If you’re among the many marketers trying to grasp the game-changing impact of Xbox’s motion-controlled add-on Kinect, you’re not alone. Even Microsoft didn’t realize what it had on its hands. When launching in November, Microsoft predicted sales of 3 million units by the end of 2010. Instead, the company sold 8 million in two months and recently entered the Guinness Book of World Records as the fastest-selling consumer electronics product in history. For brands, the excitement is just beginning — and so are the challenges.
In addition to sensing motion, Microsoft’s newest periphery for the Xbox 360 recognizes voices, captures facial expressions in real time, and can even tell players apart. It’s arguably the biggest advance in mainstream digital interface design since the widespread adoption of the computer mouse in the ’80s.

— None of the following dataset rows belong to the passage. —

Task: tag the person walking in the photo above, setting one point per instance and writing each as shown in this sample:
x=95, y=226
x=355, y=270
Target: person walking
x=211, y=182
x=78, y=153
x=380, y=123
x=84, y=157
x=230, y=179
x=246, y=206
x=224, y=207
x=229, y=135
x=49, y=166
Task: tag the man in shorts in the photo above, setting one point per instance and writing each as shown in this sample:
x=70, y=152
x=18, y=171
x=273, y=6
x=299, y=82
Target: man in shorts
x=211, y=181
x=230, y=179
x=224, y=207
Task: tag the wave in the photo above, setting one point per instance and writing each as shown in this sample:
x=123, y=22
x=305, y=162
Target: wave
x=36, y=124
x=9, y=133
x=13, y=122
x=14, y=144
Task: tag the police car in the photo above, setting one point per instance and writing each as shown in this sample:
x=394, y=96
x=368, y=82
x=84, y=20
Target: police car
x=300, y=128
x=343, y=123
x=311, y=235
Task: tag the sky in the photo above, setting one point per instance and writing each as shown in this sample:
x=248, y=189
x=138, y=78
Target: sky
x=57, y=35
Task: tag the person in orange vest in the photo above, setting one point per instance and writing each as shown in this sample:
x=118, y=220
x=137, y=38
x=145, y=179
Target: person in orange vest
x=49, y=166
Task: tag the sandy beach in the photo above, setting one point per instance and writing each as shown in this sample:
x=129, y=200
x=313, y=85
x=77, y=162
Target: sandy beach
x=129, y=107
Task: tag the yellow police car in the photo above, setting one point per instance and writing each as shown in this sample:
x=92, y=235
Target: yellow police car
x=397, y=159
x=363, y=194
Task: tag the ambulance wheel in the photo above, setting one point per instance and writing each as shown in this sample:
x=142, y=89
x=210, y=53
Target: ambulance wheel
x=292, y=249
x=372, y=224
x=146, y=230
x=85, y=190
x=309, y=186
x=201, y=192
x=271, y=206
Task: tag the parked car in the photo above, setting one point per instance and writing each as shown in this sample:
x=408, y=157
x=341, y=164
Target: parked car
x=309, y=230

Kinect and its underlying PrimeSense technology promise to open new doors and could explode our conceptions of what’s possible online. Today’s online world remains governed by the conventions of preset hyperlinks and point-and-click devices, but over time, those constraints will be shattered. The popularity of touchscreens on smartphones and tablets suggest we were already headed in this direction. Marketers may play an important role in determining how quickly Kinect technology crosses the chasm from hardcore gamers to mainstream adoption.